Von Rebecca Krizak, dpa
Das Zelt im Garten muss noch aufgebaut werden. Doch so viele Gäste wie der ehemalige VW-Chef Carl H. Hahn zu seinem 90. Geburtstag an diesem Freitag (1. Juli) erwartet, werden kaum dort hineinpassen. Etwa 250 Freunde und Familienmitglieder wollen mit ihm feiern. Die Gratulanten hat Hahn deshalb auf zwei Tage verteilt, die Feier bis zum Samstag verlängert.
Das passt zu einem Menschen, der auch Jahre nach seiner Pensionierung jeden Tag zur Arbeit geht und auch dort die Zeit einfach verlängert. Eine eigene Stiftung, die sich mit Bildung befasst, hat Hahn gegründet. Außerdem ist er Mitglied in verschiedenen Kuratorien und Vorständen. Teil einer sich verändernden Welt zu sein, hält ihn fit. "Bei meiner Pensionierung hat noch kein Mensch mit dem Internet gearbeitet und niemand ein Handy in der Tasche gehabt. Bei dieser Veränderung dabei zu sein zu können, ist ein Geschenk", erklärt er.
Zum Autobauer VW kam der in Chemnitz geborene Industriellen-Sohn 1954 als Leiter der Exportförderung. Von 1959 bis 1964 leitete er "VW of America". Zurück in Wolfsburg, wurde er Vorstandsmitglied und Verkaufschef für den Konzern. Nach Differenzen um die Unabhängigkeit von Audi mit dem damaligen VW-Chef Rudolf Leiding verließ Hahn VW 1972 und übernahm die Führung der damaligen Continental-Gummi-Werke AG in Hannover.
VW wird europäischer Marktführer
Zehn Jahre darauf kehrte er überraschend als VW-Vorstandsvorsitzender nach Wolfsburg zurück.
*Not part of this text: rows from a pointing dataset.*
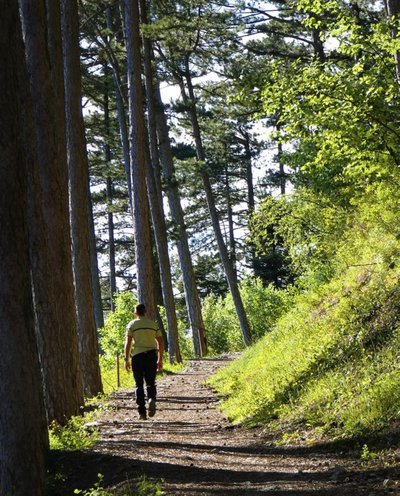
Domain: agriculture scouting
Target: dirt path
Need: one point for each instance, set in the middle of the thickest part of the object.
(196, 452)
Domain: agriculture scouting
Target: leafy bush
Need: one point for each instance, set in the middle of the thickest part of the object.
(77, 434)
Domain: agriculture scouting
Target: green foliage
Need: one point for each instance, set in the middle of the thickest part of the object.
(332, 361)
(77, 434)
(307, 225)
(263, 305)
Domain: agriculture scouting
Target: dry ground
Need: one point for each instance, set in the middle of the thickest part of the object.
(196, 452)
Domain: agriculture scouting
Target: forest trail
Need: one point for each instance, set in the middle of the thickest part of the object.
(196, 452)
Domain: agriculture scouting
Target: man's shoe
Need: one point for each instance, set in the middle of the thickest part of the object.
(152, 407)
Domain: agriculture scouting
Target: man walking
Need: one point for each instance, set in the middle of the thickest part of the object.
(144, 343)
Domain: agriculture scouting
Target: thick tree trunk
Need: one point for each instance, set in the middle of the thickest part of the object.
(79, 202)
(189, 101)
(192, 298)
(54, 290)
(137, 147)
(157, 210)
(23, 430)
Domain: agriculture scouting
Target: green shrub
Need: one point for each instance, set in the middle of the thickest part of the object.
(77, 434)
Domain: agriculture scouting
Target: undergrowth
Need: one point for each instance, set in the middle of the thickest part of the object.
(332, 362)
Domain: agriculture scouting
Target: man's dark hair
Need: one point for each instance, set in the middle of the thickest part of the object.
(140, 309)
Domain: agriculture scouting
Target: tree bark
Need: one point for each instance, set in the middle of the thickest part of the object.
(137, 148)
(109, 193)
(392, 8)
(192, 298)
(23, 430)
(157, 210)
(189, 100)
(78, 170)
(53, 282)
(94, 270)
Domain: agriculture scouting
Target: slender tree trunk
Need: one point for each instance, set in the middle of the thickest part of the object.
(189, 101)
(110, 191)
(282, 175)
(249, 172)
(94, 269)
(392, 8)
(120, 99)
(23, 430)
(79, 202)
(111, 242)
(192, 298)
(157, 210)
(137, 147)
(232, 241)
(54, 290)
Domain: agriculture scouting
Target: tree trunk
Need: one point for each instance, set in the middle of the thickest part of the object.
(79, 202)
(53, 284)
(94, 270)
(23, 430)
(111, 243)
(121, 112)
(192, 298)
(137, 147)
(157, 210)
(392, 8)
(282, 176)
(189, 101)
(109, 193)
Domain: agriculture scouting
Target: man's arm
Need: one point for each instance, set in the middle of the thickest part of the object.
(160, 343)
(127, 351)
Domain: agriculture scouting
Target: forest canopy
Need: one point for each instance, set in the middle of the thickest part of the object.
(232, 165)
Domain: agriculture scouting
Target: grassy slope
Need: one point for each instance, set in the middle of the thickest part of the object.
(332, 362)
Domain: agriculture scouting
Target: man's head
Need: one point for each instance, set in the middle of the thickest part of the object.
(140, 310)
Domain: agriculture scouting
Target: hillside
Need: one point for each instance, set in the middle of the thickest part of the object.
(331, 364)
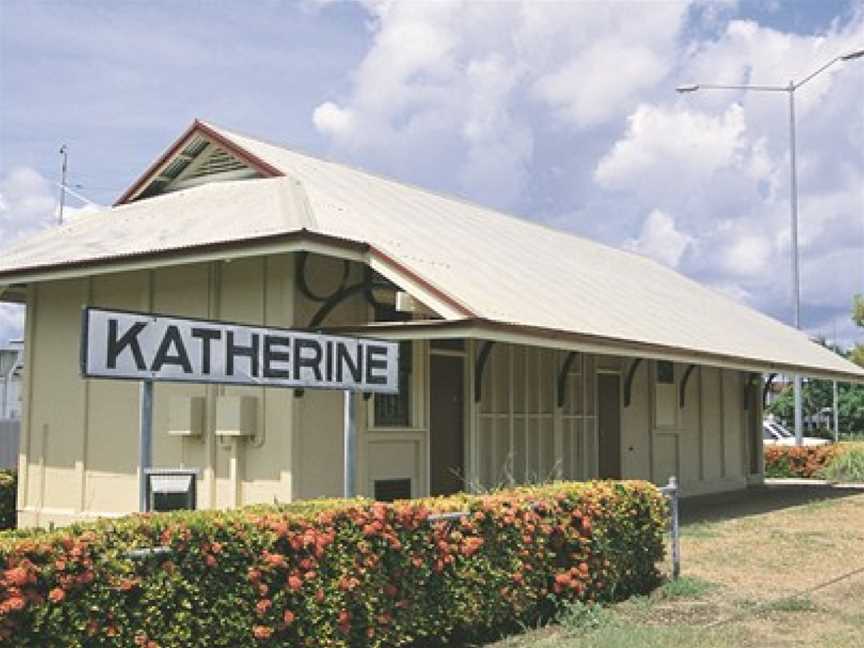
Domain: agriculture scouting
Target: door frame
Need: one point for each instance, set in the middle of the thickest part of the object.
(467, 427)
(617, 373)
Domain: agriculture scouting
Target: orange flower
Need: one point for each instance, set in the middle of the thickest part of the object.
(471, 546)
(294, 582)
(262, 632)
(17, 576)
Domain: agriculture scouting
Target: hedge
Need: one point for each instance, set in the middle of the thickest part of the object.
(795, 461)
(8, 496)
(343, 573)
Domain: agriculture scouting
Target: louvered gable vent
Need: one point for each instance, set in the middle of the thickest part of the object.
(199, 162)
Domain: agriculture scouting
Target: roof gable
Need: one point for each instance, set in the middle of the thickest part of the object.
(199, 156)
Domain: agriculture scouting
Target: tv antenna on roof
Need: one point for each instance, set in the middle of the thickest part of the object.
(64, 151)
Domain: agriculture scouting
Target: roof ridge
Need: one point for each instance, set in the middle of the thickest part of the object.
(433, 192)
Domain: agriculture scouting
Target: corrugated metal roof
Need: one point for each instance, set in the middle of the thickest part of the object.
(505, 269)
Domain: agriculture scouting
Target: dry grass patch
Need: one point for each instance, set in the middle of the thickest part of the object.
(757, 574)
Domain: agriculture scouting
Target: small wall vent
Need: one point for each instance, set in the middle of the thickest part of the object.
(390, 490)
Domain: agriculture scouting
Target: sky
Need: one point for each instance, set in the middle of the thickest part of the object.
(559, 112)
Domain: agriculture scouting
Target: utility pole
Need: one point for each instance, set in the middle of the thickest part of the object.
(64, 151)
(793, 187)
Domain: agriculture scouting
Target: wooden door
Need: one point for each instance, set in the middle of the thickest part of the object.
(609, 425)
(446, 425)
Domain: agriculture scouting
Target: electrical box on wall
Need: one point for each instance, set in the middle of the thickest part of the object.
(236, 415)
(186, 415)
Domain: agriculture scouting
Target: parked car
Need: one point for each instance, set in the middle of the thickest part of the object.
(775, 434)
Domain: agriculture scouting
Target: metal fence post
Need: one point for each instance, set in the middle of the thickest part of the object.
(145, 441)
(675, 528)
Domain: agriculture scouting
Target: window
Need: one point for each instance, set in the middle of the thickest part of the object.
(665, 372)
(447, 344)
(665, 404)
(394, 410)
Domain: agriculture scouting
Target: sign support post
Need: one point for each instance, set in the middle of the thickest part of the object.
(349, 468)
(145, 441)
(148, 348)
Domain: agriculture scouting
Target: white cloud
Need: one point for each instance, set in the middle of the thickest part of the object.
(662, 141)
(660, 239)
(585, 92)
(455, 92)
(28, 202)
(332, 120)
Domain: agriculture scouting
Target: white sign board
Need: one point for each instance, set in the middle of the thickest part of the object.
(145, 346)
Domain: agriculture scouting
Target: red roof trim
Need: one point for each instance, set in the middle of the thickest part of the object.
(268, 170)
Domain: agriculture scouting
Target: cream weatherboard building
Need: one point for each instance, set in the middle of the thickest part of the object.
(526, 353)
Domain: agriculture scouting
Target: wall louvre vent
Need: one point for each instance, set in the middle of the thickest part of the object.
(219, 161)
(390, 490)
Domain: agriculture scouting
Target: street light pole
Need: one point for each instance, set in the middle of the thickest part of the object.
(796, 277)
(793, 202)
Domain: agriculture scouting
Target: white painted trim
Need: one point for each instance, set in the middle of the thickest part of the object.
(185, 257)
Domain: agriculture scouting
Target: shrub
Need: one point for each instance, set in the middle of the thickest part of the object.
(8, 497)
(350, 573)
(846, 466)
(793, 461)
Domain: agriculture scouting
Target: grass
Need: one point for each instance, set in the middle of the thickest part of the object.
(749, 573)
(847, 467)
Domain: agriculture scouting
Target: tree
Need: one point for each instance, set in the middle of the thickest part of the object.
(817, 395)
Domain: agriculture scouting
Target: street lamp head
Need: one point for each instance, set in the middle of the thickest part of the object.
(852, 55)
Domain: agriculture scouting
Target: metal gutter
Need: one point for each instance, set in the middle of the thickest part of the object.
(481, 328)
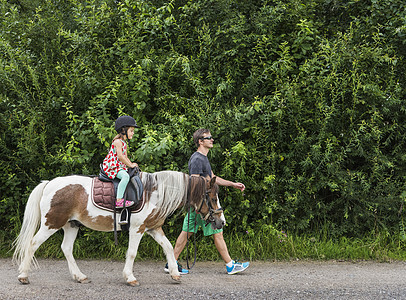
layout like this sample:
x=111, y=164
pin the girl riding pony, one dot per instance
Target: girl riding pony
x=116, y=163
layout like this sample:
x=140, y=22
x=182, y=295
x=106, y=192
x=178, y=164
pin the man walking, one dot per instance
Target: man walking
x=199, y=165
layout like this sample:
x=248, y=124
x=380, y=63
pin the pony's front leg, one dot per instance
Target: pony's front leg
x=69, y=237
x=133, y=243
x=159, y=236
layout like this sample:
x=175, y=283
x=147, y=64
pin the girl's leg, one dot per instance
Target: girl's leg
x=124, y=179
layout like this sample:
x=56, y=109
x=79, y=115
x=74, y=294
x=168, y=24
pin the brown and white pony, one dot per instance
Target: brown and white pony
x=65, y=201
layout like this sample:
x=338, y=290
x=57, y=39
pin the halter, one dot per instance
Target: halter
x=209, y=218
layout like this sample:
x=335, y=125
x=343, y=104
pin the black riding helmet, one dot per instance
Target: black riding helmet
x=124, y=121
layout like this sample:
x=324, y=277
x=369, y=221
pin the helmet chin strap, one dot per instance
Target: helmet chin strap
x=125, y=132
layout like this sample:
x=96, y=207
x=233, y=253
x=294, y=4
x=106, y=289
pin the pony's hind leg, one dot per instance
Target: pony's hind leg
x=159, y=236
x=40, y=237
x=69, y=237
x=133, y=243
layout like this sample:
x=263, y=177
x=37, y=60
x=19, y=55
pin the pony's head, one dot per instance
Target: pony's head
x=209, y=205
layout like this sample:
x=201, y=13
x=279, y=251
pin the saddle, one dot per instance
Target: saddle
x=104, y=196
x=105, y=190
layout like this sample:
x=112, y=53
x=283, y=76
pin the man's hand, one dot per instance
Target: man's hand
x=239, y=185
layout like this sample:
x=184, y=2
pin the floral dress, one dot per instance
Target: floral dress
x=111, y=164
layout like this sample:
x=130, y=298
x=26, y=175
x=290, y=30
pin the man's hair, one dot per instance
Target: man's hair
x=198, y=135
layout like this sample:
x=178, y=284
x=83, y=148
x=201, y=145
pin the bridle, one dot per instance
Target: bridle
x=209, y=218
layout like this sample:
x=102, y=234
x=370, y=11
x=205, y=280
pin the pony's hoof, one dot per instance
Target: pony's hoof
x=84, y=281
x=133, y=283
x=23, y=280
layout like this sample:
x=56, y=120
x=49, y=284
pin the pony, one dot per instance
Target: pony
x=66, y=202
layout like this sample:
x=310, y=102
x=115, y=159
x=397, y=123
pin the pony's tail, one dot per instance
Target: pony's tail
x=32, y=218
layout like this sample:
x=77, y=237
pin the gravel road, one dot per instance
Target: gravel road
x=208, y=280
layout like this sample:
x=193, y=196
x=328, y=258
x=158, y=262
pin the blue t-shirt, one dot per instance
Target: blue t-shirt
x=199, y=164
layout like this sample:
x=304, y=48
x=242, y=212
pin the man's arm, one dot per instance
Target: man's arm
x=224, y=182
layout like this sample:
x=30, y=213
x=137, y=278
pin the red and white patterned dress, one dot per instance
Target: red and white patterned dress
x=111, y=164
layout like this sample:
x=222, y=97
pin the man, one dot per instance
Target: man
x=199, y=165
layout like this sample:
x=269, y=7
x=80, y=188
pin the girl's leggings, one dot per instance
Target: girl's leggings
x=124, y=179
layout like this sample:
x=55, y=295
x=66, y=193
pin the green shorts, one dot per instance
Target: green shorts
x=207, y=230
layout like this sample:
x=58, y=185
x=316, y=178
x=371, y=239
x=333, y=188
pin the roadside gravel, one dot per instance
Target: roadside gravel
x=208, y=280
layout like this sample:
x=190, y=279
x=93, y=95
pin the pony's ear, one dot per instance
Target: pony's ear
x=213, y=181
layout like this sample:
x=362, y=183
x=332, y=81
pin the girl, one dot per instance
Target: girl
x=116, y=162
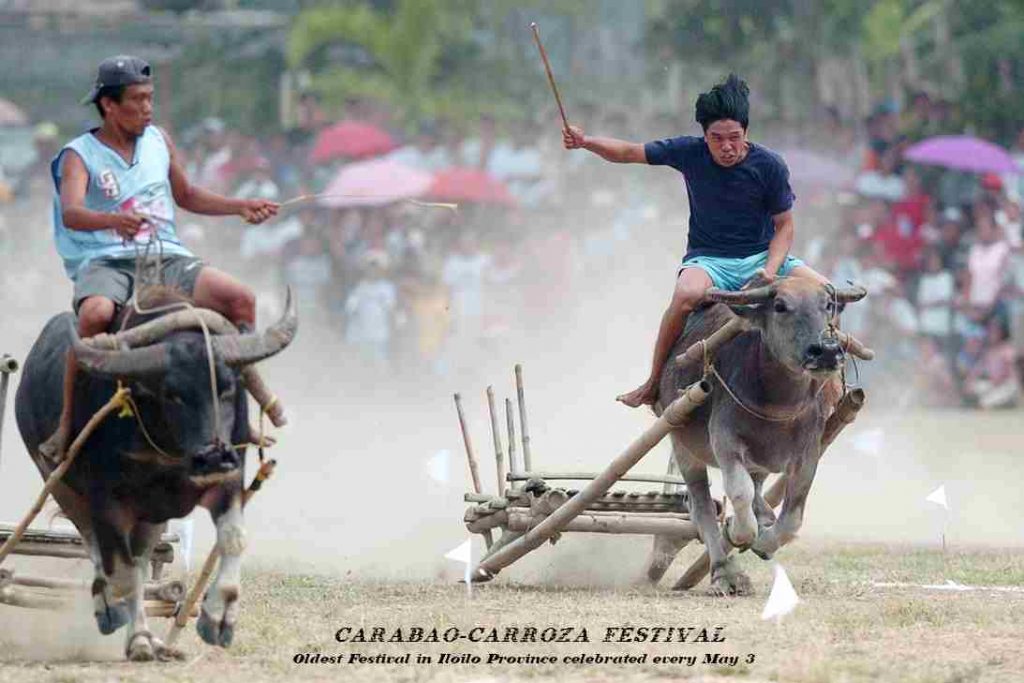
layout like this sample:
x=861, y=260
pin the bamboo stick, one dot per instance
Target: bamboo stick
x=188, y=607
x=527, y=461
x=7, y=366
x=585, y=476
x=674, y=415
x=511, y=426
x=496, y=432
x=844, y=414
x=473, y=468
x=115, y=403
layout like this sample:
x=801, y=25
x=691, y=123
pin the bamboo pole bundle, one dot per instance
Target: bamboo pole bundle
x=527, y=460
x=845, y=413
x=674, y=415
x=499, y=450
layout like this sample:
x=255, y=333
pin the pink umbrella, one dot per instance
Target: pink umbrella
x=470, y=184
x=374, y=182
x=350, y=139
x=815, y=169
x=964, y=153
x=11, y=115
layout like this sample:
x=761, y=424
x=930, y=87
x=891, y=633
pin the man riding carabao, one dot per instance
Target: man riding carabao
x=116, y=191
x=740, y=210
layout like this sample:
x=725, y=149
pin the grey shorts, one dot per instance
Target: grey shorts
x=115, y=278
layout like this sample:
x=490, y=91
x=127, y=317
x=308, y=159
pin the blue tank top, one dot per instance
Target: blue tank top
x=117, y=186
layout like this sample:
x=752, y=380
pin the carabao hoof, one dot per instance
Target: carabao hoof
x=728, y=580
x=214, y=632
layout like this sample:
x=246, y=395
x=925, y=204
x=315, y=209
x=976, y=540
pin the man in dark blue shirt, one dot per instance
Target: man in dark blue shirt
x=740, y=209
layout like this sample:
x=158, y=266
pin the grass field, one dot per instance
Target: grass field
x=845, y=629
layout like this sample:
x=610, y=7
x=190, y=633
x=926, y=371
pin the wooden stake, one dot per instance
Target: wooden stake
x=527, y=462
x=511, y=424
x=551, y=77
x=499, y=450
x=473, y=468
x=674, y=415
x=115, y=403
x=188, y=607
x=845, y=413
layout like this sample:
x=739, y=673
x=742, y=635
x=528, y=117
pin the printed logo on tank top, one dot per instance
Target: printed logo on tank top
x=109, y=183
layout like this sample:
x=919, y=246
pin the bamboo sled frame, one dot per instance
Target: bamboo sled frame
x=532, y=513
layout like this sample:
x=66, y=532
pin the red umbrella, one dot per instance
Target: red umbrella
x=350, y=139
x=11, y=115
x=469, y=184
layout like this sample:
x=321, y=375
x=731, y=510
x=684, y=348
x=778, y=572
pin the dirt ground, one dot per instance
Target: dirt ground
x=845, y=629
x=368, y=498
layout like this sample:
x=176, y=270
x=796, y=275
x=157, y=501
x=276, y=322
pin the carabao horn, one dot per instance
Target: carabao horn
x=850, y=294
x=742, y=297
x=247, y=349
x=132, y=363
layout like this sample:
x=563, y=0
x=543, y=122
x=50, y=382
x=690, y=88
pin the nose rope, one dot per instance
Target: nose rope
x=141, y=255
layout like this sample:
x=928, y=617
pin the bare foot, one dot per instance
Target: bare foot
x=645, y=394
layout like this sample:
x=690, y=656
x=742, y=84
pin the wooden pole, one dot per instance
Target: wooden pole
x=673, y=416
x=499, y=450
x=587, y=476
x=510, y=420
x=7, y=366
x=474, y=471
x=527, y=461
x=551, y=77
x=844, y=414
x=115, y=403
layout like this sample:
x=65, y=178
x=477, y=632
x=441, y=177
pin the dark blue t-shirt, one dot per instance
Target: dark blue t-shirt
x=731, y=208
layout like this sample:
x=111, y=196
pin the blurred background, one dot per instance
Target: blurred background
x=378, y=107
x=901, y=122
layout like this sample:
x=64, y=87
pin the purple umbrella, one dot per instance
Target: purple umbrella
x=963, y=153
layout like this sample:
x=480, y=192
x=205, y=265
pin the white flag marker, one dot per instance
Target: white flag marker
x=939, y=497
x=464, y=554
x=437, y=466
x=782, y=598
x=185, y=528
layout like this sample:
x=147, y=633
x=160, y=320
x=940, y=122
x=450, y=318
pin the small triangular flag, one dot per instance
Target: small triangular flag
x=938, y=497
x=463, y=553
x=185, y=529
x=782, y=598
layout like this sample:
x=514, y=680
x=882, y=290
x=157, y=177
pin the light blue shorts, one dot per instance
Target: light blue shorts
x=732, y=273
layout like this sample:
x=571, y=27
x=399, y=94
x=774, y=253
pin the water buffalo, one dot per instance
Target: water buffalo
x=125, y=484
x=776, y=384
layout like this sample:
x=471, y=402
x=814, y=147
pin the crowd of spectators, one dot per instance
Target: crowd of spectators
x=940, y=252
x=412, y=285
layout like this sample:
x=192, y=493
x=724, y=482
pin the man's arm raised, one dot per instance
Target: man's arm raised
x=609, y=148
x=195, y=199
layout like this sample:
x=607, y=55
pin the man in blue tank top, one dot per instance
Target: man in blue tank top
x=740, y=209
x=117, y=188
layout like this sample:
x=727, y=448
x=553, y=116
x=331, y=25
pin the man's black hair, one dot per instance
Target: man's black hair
x=725, y=100
x=115, y=92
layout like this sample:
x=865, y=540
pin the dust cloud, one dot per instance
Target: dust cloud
x=372, y=469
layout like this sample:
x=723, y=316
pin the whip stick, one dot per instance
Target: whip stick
x=551, y=77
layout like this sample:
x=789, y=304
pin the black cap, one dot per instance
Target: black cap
x=120, y=70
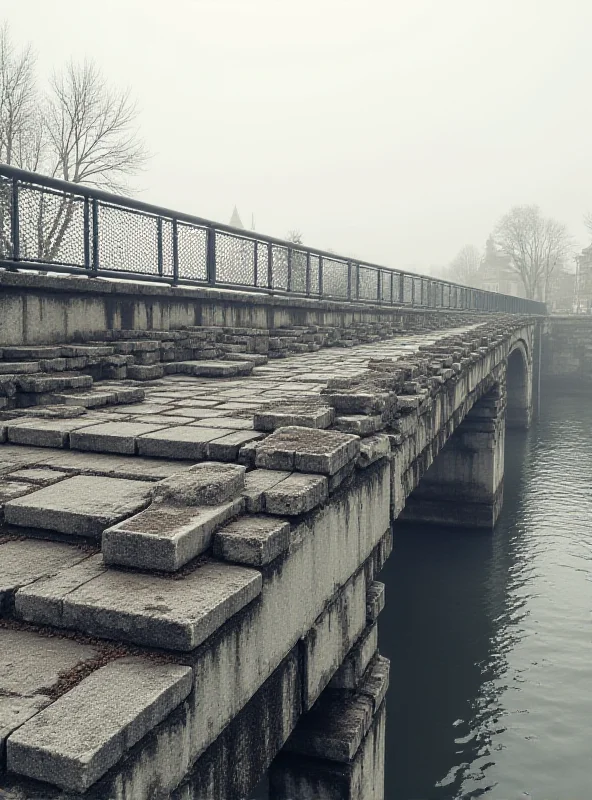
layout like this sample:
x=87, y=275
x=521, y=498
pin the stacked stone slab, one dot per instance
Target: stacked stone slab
x=235, y=573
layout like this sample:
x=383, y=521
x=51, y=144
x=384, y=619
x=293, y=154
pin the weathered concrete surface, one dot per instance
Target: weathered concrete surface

Unter seiner Führung wuchs das Unternehmen zum europäischen Marktführer heran. In Hahns Ära fiel der Kauf von Seat und Skoda ebenso wie die Weichenstellung für Geschäfte mit China – die heute mit Abstand wichtigste Verkaufsstütze des Konzerns. Er sei ein Mann mit Benzin im Blut, sagte einst Ferry Porsche über Hahn.
1993 übernahm Ferdinand Piëch den Chefposten, Hahn wechselte noch bis 1997 in den Aufsichtsrat. "Ich bin froh, dass ich die Chance hatte, immer am richtigen Ort zu sein. Sei es bei VW, bei Continental oder später wieder bei VW", sagt er rückblickend.
Vor drei Jahren starb Hahns Frau Marisa, mit der er vier Kinder hatte. Das sei ein tiefer Einschnitt in seinem Leben gewesen, erzählt er. Bald kürzer zu treten oder tatsächlich die Arbeit zu beenden – daran denkt Hahn aber nicht. "Ich freue mich immer auf den Urlaub. Aber das ganze Jahr lang Urlaub zu haben, kann langweilig sein – oder kostet viel Geld."